Егор умылся, оделся, приготовил вещи, сложив в чемоданы, и зашел к Зинаиде.
— Вот письмо вам, мне сказал: «Не вскрывать, не читать, при опасности — уничтожить».
— Ого, как серьезно! Ну что ж, тогда прочтем в свободное время, и чтобы отвлекающих моментов не было.
— Отвлекающий момент — это, в данном случае, я.
— Да нет, просто — завтрак, вот, я консервы принес. Большего, к сожалению, у меня нет, так что, давайте, как говорили на Руси: чем Бог послал.

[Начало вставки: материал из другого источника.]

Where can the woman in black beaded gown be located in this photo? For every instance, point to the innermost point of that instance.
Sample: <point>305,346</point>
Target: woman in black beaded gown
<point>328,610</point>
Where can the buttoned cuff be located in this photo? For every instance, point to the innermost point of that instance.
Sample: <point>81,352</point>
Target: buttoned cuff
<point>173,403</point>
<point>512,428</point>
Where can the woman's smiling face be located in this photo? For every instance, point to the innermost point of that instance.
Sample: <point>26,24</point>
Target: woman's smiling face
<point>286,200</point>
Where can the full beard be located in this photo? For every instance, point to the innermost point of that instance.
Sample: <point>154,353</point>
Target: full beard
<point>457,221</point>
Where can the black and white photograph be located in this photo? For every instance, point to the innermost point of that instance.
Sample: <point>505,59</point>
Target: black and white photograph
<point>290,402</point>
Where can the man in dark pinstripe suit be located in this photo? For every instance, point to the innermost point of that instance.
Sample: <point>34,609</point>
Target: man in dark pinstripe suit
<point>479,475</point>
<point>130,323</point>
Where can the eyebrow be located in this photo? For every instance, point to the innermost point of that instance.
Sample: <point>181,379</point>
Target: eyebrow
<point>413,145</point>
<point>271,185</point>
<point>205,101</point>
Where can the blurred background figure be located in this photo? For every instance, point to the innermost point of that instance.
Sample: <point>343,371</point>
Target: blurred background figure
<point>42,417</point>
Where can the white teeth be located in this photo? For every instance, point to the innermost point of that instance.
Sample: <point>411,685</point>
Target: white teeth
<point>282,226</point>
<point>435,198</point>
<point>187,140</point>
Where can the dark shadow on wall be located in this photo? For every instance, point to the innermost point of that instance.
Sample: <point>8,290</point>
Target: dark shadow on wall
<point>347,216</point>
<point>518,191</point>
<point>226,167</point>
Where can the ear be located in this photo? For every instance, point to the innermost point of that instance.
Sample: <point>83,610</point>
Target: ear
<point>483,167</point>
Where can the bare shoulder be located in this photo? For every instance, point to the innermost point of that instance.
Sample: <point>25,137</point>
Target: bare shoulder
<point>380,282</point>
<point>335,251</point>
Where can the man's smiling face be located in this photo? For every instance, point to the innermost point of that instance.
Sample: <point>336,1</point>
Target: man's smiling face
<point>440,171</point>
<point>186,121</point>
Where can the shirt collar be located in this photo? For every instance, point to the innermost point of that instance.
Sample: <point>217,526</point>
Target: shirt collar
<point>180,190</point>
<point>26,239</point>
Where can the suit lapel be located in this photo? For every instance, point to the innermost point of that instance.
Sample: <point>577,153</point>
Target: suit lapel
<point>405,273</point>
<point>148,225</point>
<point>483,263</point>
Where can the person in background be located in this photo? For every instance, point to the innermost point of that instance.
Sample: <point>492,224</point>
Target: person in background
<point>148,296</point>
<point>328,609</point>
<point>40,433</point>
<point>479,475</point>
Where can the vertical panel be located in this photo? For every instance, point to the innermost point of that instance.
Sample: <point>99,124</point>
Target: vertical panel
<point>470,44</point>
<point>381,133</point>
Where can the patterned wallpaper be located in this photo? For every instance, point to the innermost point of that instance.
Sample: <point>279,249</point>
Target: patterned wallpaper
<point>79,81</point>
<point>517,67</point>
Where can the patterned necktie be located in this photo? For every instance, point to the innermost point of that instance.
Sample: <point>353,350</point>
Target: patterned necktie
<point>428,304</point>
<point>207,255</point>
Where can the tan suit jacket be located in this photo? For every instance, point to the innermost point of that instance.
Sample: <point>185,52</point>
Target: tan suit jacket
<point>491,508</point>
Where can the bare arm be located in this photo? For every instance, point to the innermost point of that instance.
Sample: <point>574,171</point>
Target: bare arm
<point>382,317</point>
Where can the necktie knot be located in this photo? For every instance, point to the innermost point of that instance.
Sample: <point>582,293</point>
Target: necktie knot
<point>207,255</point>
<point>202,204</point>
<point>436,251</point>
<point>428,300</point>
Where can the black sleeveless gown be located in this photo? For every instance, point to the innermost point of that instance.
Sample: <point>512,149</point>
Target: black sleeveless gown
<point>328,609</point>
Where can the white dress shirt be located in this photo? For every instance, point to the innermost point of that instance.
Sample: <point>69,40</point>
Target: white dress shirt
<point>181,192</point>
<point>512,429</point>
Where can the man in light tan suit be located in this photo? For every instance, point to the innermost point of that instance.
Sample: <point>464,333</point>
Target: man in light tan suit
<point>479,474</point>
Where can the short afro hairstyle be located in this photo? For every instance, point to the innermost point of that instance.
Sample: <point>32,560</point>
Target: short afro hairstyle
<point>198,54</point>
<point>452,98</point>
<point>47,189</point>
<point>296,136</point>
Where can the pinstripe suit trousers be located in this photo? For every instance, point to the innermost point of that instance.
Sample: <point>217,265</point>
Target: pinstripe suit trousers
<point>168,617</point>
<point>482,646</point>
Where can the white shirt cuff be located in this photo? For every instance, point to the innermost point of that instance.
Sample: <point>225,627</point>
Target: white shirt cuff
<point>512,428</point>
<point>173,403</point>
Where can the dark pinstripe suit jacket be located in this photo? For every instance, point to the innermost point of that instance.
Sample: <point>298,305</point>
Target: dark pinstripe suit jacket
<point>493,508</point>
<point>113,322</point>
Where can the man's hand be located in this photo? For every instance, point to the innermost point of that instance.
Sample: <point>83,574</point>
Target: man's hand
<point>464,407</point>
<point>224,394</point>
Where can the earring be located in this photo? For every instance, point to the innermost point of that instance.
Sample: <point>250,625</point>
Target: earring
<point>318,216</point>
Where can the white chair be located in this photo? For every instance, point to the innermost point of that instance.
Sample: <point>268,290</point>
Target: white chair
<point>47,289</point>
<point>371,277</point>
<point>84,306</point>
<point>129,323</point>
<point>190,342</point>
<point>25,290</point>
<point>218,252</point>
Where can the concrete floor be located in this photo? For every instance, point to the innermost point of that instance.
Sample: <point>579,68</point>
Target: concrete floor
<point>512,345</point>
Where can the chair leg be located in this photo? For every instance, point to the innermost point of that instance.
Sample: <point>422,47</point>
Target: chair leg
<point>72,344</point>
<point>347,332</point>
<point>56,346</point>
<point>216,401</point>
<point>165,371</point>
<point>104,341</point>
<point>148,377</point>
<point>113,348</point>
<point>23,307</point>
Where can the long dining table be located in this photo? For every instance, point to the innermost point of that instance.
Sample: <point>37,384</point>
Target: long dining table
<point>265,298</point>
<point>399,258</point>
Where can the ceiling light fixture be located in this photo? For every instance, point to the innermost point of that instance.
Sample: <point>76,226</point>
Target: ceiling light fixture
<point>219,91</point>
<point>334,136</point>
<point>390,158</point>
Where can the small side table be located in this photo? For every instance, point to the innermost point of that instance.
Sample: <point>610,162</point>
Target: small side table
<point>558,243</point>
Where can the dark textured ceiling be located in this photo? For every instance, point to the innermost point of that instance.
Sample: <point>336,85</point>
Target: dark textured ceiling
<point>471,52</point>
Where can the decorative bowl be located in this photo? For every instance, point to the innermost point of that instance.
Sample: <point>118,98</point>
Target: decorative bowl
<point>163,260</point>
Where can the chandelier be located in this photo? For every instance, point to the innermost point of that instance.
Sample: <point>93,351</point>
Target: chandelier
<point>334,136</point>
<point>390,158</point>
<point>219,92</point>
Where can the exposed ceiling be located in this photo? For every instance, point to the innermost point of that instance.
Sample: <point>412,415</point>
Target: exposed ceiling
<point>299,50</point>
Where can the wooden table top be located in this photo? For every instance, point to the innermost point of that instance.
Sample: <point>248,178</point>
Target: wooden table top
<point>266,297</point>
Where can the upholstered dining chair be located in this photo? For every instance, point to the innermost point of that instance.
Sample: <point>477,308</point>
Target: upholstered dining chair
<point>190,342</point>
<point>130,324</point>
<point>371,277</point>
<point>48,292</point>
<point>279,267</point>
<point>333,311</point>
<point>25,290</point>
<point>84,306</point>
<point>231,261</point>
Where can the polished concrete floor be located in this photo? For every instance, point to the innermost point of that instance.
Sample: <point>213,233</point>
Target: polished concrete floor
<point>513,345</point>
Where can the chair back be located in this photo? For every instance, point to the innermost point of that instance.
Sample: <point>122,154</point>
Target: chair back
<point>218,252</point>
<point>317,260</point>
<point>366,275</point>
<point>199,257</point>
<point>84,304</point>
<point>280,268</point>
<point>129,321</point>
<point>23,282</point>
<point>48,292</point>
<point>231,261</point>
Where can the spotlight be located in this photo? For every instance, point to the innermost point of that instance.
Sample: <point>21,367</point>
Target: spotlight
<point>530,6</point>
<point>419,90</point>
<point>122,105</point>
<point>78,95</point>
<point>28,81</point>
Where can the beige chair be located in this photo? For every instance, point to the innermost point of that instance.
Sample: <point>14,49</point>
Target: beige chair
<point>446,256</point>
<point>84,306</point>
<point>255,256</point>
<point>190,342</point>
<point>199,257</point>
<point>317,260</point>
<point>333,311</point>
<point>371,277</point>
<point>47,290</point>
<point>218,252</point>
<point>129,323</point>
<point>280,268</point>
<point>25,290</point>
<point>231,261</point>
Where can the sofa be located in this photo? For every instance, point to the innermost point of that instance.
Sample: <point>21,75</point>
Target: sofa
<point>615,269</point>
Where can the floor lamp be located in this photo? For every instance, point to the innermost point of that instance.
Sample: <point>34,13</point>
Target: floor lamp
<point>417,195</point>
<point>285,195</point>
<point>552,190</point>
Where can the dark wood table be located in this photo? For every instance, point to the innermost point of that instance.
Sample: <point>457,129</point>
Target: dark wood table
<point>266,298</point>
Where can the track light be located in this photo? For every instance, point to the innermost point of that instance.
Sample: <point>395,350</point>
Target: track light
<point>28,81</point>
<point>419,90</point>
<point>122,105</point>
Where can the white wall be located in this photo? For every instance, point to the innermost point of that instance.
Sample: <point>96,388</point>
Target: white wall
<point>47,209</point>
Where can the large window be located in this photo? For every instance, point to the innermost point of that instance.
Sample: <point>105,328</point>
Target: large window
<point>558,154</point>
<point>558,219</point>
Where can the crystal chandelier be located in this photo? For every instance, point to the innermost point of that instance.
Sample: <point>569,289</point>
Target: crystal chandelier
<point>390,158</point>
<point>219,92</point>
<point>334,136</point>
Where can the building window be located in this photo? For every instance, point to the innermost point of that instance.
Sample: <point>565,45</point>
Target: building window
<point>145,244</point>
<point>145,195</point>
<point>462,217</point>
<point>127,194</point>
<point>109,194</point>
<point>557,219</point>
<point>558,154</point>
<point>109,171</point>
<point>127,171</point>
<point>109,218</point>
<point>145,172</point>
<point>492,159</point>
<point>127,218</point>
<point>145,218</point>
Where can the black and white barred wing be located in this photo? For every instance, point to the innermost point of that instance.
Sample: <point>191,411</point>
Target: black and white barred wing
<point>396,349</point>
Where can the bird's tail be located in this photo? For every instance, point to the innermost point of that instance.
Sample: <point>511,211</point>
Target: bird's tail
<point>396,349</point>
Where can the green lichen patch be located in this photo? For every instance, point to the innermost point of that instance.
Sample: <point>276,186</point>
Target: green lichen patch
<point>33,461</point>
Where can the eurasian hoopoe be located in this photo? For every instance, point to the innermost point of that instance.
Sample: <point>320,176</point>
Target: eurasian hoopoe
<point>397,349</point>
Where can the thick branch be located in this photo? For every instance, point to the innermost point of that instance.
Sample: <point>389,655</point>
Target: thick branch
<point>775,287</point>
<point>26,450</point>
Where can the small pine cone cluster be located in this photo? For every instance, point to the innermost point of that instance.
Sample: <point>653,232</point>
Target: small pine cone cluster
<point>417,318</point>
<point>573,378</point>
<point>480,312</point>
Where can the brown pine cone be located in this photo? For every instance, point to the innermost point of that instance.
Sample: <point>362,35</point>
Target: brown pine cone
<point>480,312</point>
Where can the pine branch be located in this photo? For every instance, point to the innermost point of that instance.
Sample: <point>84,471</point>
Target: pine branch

— Так мы о Боге и не договорили.
— Почему ж, я стою на своем: что-то космическое имеется — факт.
— Но тогда как, же смотрит Бог на все это? Явный геноцид для русских, вы слушаете радио? Там же одни подонки сидят! Одна Рита Белова чего стоит: «Вай-вай», — сучка поганая!
— Вот-вот, и вы туда же! Может Иван и прав? Где же эти кристаллы-самородки? Все сволочи, все подонки — все просто, очень просто!
— Зачем же так? Тогда и мы с вами!
— Вот тут-то и главное...
«Прибываем в Москву — столицу нашей Родины», — отчеканила радиоточка.
Глава девятая
Созревал ячмень. Его бледно-желтые стебли, а особенно колосья, согнувшись дугой, качались под слабыми порывами ветра, кланяясь вырастившей их земле, будто говоря: спасибо, спасибо, спасибо. Налившиеся зерна, словно в обоймах патроны трехлинейки, были готовы в любую минуту отскочить от соединяющего их стержня и вывалиться из питающего их гнезда. Пришло время! Вот именно — пришло время. Для каждого действия — свое время. И для каждого периода жизни человека — свое время. Время любви — молодость, время созидания — зрелость, время воспоминаний — старость. Это знают все! И Кузнецов Владимир Иванович не был исключением. Он шел мимо небольшого ячменного поля и вдыхал запахи степного простора: сена, меда, травы, черемухи. Конечно, Подмосковье — это не донские просторы. Куда ему! Но все, же отвоеванные у лесов лоскуты глинозема давали свои плоды. И тут росли не только рожь или ячмень, но и картофель, свекла, даже кукуруза и подсолнечник (правда, в большинстве своем на силос). И все-таки до чего же красиво, когда все благоухает! Даже небольшие серо-зеленые стебли горохового поля радуют.